Sr lattice clock at 1x10^{-16} fractional uncertainty by remote optical evaluation with a Ca clock

TL;DR

This paper demonstrates a remote optical clock comparison over urban distances, achieving a fractional uncertainty of 1x10^{-16} with a Sr lattice clock, surpassing cesium standards, and discusses key limiting factors.

Contribution

It presents the first high-precision remote comparison of optical clocks over km-scale distances, evaluating a Sr lattice clock at unprecedented fractional uncertainty.

Findings

Achieved 1x10^{-16} fractional uncertainty in Sr lattice clock

Performed remote clock comparison over km-scale urban distances

Identified blackbody radiation shifts as a current limiting factor

Abstract

Optical atomic clocks promise timekeeping at the highest precision and accuracy, owing to their high operating frequencies.
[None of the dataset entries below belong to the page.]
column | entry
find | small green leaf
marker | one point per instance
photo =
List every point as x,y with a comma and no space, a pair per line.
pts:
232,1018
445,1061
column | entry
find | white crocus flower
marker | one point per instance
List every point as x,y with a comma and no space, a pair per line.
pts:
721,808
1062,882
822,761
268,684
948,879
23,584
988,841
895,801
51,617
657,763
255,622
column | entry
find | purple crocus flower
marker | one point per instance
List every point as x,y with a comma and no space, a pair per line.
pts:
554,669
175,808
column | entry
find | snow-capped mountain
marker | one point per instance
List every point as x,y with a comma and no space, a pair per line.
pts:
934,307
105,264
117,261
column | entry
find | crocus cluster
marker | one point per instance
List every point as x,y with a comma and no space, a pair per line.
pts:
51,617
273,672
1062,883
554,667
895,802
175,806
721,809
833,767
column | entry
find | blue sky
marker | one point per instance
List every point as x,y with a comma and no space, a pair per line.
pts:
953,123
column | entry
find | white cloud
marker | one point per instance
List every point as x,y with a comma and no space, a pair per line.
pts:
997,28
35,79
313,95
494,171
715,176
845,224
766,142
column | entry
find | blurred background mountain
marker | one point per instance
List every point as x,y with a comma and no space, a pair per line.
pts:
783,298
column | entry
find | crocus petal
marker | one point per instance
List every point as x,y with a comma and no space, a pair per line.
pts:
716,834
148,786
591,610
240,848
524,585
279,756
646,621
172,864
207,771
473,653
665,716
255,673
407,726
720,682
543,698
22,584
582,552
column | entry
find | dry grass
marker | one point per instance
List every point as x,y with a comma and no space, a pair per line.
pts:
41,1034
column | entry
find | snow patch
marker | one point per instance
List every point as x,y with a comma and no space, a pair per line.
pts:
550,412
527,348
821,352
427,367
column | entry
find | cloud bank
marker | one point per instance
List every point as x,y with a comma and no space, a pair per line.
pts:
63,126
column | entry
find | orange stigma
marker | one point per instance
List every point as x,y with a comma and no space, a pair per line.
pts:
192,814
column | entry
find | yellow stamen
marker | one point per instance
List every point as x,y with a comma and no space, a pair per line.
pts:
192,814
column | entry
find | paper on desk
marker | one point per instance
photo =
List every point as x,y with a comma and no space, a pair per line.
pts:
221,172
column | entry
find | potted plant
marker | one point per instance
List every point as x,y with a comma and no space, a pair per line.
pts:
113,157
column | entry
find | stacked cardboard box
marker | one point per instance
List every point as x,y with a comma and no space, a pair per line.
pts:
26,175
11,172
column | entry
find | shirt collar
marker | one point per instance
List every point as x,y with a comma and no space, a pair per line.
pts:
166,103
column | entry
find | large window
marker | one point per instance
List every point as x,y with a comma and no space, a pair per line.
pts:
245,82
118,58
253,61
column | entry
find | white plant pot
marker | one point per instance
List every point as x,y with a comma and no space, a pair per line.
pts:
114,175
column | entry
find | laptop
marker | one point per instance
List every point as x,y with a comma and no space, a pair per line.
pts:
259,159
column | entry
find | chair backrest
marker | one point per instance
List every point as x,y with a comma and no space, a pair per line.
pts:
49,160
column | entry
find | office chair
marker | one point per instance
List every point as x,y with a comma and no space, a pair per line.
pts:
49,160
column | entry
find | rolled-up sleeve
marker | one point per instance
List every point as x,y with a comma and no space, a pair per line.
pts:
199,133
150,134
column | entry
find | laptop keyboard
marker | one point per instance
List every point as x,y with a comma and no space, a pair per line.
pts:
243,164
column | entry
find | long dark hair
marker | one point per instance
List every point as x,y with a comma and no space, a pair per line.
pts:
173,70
Rigorous evaluations of these clocks require direct comparisons between them. We have realized a high-performance remote comparison of optical clocks over km-scale urban distances, a key step for development, dissemination, and application of these optical standards. Through this remote comparison and a proper design of lattice-confined neutral atoms for clock operation, we evaluate the uncertainty of a strontium (Sr) optical lattice clock at the 1x10-16 fractional level, surpassing the best current evaluations of cesium (Cs) primary standards. We also report on the observation of density-dependent effects in the spin-polarized fermionic sample and discuss the current limiting effect of blackbody radiation-induced frequency shifts.